A headlight is good, but I can see the drivers accidentally shining the lights into the customers eyes. As for latern mode, it make it eaiser to navigate in the back of the truck in the evening time.


----------



## bykfixer (Jul 23, 2018)

Thanks for the tip xxo. As a rule I use Rayovac alkalines in cheap lights. Carbon zinc type. Dirt cheap and thus far I've had zero leak in 3 years.

I was just pointing out that it can run on an 18500.


----------



## xxo (Jul 23, 2018)

Cerealand said:


> A headlight is good, but I can see the drivers accidentally shining the lights into the customers eyes. As for latern mode, it make it eaiser to navigate in the back of the truck in the evening time.



Some flashing lights on the driver's and helper's vests might be a good idea for deliveries around the holidays - I've seen them out past 10 PM running around trying to finish their deliveries!


----------



## xxo (Jul 23, 2018)

bykfixer said:


> Thanks for the tip xxo. As a rule I use Rayovac alkalines in cheap lights. Carbon zinc type. Dirt cheap and thus far I've had zero leak in 3 years.
> 
> I was just pointing out that it can run on an 18500.
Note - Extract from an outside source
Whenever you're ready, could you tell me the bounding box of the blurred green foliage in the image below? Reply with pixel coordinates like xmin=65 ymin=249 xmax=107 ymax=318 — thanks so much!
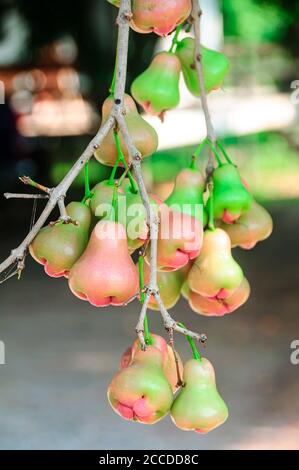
xmin=50 ymin=159 xmax=110 ymax=189
xmin=143 ymin=131 xmax=299 ymax=202
xmin=222 ymin=0 xmax=293 ymax=43
xmin=50 ymin=130 xmax=299 ymax=202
I figured you knew that, but I see people running Li-ions in 3 AAA lights, not realizing that they are burning out the LEDs.


I wish some of these cheap lights were designed to run on a single C cell - would be about the same size as the 3 AAA lights with much better run times and it would be easy to run them on a single AA as well.


----------



## bykfixer (Jul 23, 2018)

C cell is a great flashlight fuel. Easier to hold a C cell light versus those 3aaa type too.


----------



## koenigsegg (Aug 17, 2018)

At least the beam pattern is even and not like an old incandescent light. I also like that the light glows green when turned on that gives you some more visibility


----------



## snakebite (Aug 28, 2018)

looks like it converts to a lantern.
pull out the lens end.


----------



## Bicycleflyer (Aug 29, 2018)

When UPS shows up to load my plane they use two flashlights with traffic wands to direct the trucks as they back up to the airplane. Never seem to have but one working at a time. This holds true for most companies I have worked for. I am truly amazed how multi billion dollar companies can never seem to find two working flashlights. 
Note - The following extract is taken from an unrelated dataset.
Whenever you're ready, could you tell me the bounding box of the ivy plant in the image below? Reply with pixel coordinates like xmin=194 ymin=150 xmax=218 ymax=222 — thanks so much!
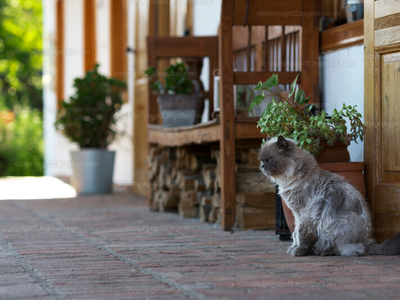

The loaders seem to like using their cell phones as flashlights.

Maybe this new light will change that. To me, anything beats using a cell phone. But I doubt the plane handlers/loaders will see them.


----------



## xxo (Aug 31, 2018)

Bicycleflyer said:


> When UPS shows up to load my plane they use two flashlights with traffic wands to direct the trucks as they back up to the airplane. Never seem to have but one working at a time. This holds true for most companies I have worked for. I am truly amazed how multi billion dollar companies can never seem to find two working flashlights.
> 
> The loaders seem to like using their cell phones as flashlights.
> 
> Maybe this new light will change that. To me, anything beats using a cell phone. But I doubt the plane handlers/loaders will see them.
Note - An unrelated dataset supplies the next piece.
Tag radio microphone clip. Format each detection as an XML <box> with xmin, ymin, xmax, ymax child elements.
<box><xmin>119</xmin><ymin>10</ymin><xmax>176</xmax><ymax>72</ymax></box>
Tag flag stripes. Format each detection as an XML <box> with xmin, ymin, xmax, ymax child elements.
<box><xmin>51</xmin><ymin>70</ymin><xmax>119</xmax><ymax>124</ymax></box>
I'm kinda surprised that they don't have lights on their loading bays to shine into trucks when loading.

For the driver's maybe a LED light mounted on the boards that each driver carries might not be a bad idea since a little light is a lot harder to lose than a board!


----------



## RedLED (Oct 24, 2018)

Where can I get one? I drive like Jim Rockford, so I not employable at UPS!


----------